This topic describes the back up and restore process for VMware Tanzu Kubernetes Grid Integrated Edition (TKGI), and provides high-level considerations for implementing your back up and restore strategy for TKGI.
TKGI back up and restore comprises various layers and tools. The table summarizes these layers and tools from the top-down, that is, workload to infrastructure. Refer to the individual sections for details on performing back up and restore for each layer, and additional details on test scenarios.
Layer | Tools | Comments |
---|---|---|
Backup and Restore Kubernetes Workloads | Velero | Load balancer and ingress services depend on NSX-T backup. |
Backup and Restore Kubernetes Clusters | BOSH Backup and Restore (BBR) | Use BBR to back up and restore Kubernetes clusters provisioned by TKGI, including the control plane nodes, etcd database, and worker nodes. |
Backup and Restore TKGI Components | Ops Manager, BBR | Use VMware Tanzu Operations Manager (Ops Manager) to back up and restore the BOSH Director and TKGI tile configurations.
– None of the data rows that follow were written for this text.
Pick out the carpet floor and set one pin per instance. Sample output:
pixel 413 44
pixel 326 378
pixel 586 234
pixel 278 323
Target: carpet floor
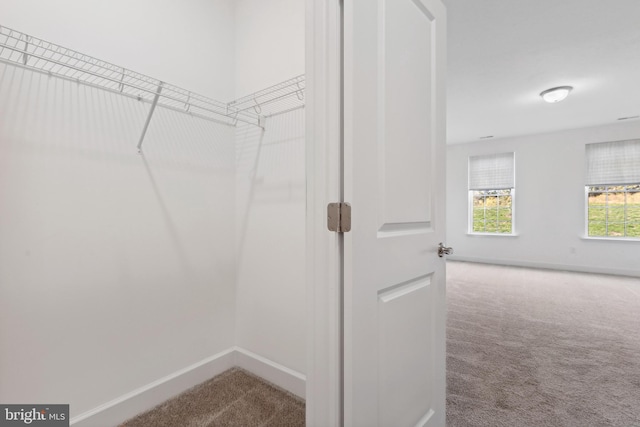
pixel 234 398
pixel 540 348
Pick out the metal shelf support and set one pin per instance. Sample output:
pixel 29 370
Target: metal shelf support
pixel 151 110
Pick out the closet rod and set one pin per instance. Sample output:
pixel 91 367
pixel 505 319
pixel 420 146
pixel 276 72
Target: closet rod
pixel 33 53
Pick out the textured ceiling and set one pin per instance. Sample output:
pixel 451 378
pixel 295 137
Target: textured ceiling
pixel 503 53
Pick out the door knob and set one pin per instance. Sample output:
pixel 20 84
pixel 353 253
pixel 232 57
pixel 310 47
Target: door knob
pixel 443 250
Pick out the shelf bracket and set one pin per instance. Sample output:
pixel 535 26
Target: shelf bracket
pixel 146 124
pixel 25 55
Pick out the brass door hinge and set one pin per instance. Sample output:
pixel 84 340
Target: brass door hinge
pixel 339 217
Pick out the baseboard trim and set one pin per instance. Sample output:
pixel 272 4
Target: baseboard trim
pixel 137 401
pixel 280 375
pixel 547 266
pixel 146 397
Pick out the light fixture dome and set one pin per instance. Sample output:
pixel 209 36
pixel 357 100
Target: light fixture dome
pixel 556 94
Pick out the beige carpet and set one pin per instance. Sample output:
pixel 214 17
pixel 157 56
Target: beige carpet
pixel 541 348
pixel 234 398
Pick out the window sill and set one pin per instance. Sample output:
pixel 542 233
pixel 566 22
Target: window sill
pixel 493 234
pixel 612 239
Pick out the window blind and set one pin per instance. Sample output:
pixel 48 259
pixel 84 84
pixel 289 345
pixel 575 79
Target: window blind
pixel 492 172
pixel 613 163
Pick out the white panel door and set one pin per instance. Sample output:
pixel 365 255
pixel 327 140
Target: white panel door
pixel 394 136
Use BBR to backup and restore the TKGI Management Plane virtual machines, including BOSH Director, TKGI Control Plane, and TKGI DB. |
Backup and Restore TKGI Infrastructure | NSX-T Manager, vCenter Server | Use the NSX Manager UI or CLI to backup and restore the NSX Manager DB. Use vCenter Server to backup and restore vCenter objects. |
When planning your backup and restore strategy and implementation for TKGI, keep in mind the following considerations.
This documentation provides guidelines for implementing a robust back up and restore practice for TKGI. You must develop a plan of your own on how you intend to implement these tools and guidelines for your TKGI foundation. In addition, you must test the back up and restore of each layer of your TKGI foundation to ensure that the components and workloads are properly backed up and restored.
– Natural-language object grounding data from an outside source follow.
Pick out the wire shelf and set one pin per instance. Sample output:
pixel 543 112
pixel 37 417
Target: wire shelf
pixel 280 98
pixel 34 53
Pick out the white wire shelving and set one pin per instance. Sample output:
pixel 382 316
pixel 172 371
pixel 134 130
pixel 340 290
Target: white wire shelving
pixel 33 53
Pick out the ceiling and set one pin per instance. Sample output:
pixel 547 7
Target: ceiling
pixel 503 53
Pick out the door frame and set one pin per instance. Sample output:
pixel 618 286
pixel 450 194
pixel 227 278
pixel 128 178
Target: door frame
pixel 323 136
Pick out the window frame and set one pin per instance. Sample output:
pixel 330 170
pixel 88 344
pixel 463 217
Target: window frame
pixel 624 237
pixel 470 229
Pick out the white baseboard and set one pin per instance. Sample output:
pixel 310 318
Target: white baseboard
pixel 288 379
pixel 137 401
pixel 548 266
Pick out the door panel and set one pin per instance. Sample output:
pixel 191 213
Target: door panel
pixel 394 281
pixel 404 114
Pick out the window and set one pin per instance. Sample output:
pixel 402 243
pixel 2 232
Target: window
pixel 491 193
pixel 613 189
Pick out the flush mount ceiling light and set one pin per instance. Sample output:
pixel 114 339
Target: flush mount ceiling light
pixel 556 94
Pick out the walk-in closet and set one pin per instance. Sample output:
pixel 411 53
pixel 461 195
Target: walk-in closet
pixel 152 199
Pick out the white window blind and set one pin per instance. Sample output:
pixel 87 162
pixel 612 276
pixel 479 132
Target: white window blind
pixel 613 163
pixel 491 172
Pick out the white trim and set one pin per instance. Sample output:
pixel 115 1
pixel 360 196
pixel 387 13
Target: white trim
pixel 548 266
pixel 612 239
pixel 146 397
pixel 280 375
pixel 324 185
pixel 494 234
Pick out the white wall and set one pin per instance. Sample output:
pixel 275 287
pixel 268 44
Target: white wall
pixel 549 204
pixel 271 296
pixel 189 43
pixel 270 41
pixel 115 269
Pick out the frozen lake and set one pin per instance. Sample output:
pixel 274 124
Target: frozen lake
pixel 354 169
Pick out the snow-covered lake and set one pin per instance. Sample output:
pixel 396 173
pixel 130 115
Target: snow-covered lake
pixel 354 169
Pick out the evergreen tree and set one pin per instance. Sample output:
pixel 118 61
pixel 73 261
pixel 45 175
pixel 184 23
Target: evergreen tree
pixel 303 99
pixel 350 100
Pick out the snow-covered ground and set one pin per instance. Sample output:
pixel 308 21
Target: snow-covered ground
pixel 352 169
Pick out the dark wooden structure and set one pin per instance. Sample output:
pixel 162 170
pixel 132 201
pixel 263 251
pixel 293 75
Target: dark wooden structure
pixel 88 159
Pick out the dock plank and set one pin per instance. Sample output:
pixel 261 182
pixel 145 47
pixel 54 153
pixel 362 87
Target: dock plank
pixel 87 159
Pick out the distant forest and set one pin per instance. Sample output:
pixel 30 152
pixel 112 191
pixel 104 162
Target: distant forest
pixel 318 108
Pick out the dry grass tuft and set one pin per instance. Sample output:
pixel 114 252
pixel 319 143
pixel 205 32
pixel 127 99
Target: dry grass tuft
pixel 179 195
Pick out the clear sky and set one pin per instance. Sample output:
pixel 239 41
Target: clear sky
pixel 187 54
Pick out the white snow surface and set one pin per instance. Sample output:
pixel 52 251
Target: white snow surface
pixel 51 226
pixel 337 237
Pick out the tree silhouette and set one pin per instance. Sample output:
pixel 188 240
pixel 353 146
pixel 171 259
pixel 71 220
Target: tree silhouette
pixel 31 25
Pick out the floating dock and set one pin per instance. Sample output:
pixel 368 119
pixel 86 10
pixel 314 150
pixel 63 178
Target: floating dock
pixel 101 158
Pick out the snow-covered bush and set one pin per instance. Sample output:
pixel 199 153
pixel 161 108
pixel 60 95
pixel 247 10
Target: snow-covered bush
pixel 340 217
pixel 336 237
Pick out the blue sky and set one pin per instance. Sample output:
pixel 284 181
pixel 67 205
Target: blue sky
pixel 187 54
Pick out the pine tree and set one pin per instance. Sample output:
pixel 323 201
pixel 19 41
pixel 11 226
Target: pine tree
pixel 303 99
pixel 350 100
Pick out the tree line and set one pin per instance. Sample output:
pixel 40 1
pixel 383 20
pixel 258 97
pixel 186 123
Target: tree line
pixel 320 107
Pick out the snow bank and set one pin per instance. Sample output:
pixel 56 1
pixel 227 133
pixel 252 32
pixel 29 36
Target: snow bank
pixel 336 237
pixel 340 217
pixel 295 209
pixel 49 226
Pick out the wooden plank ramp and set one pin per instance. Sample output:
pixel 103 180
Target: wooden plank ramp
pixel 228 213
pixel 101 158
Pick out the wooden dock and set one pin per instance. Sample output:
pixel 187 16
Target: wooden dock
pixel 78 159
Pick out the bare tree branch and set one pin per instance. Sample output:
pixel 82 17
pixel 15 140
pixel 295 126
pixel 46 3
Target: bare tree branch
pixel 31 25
You can only restore what is backed up. Back up key resources, such as stateful applications, cluster configurations, NSX-T objects on a frequent and regular schedule, such as once every 24 hours.
Make sure you promptly back up critical components, including:
For optimal performance and assurance, only back up one Kubernetes namespace at a time using Velero. Likewise, restore only one Kubernetes namespace at a time using Velero.
The general approach is to restore what breaks. For example, if NSX-T crashes, you only need to restore NSX-T. If Ops Manager breaks, restore Ops Manager.
The exception is a Kubernetes cluster. If the cluster breaks, you need to restore the cluster using BBR and the applications using Velero. On the NSX-T side, you need to create a new namespace for the restored cluster. Once the cluster is restored, use kubectl
to delete the old namespace. This will force the creation of the NSX-T objects in the namespace. Refer to the scenarios for the TKGI cluster back up and restore for more details.
Because there are several layers and tools involved in the back up and restore of TKGI, it can be confusing what is being backed up and restored within each layer.
Velero is used for backing up and restoring Kubernetes workloads. Use Velero restore if something breaks in a workload application, and you need to restore it.
BBR is used to back up and restore Kubernetes clusters provisioned by TKGI. This includes the cluster nodes and etcd database. BBR might also restore stateless applications, depending on when the backup of the cluster was taken, but do not rely on it for such purposes. Use Velero for workload back up and restore.
For BBR to work restoring a cluster, the NSX-T objects need to be in the NSX-T database. BBR will only work if the objects are in NSX-T. BBR recreates the VM, not the logical switch. You need the logical switch to be present for each Kubernetes cluster.
If NSX-T crashes, you only need to restore NSX-T. Applications will continue to run, but you can’t add anything.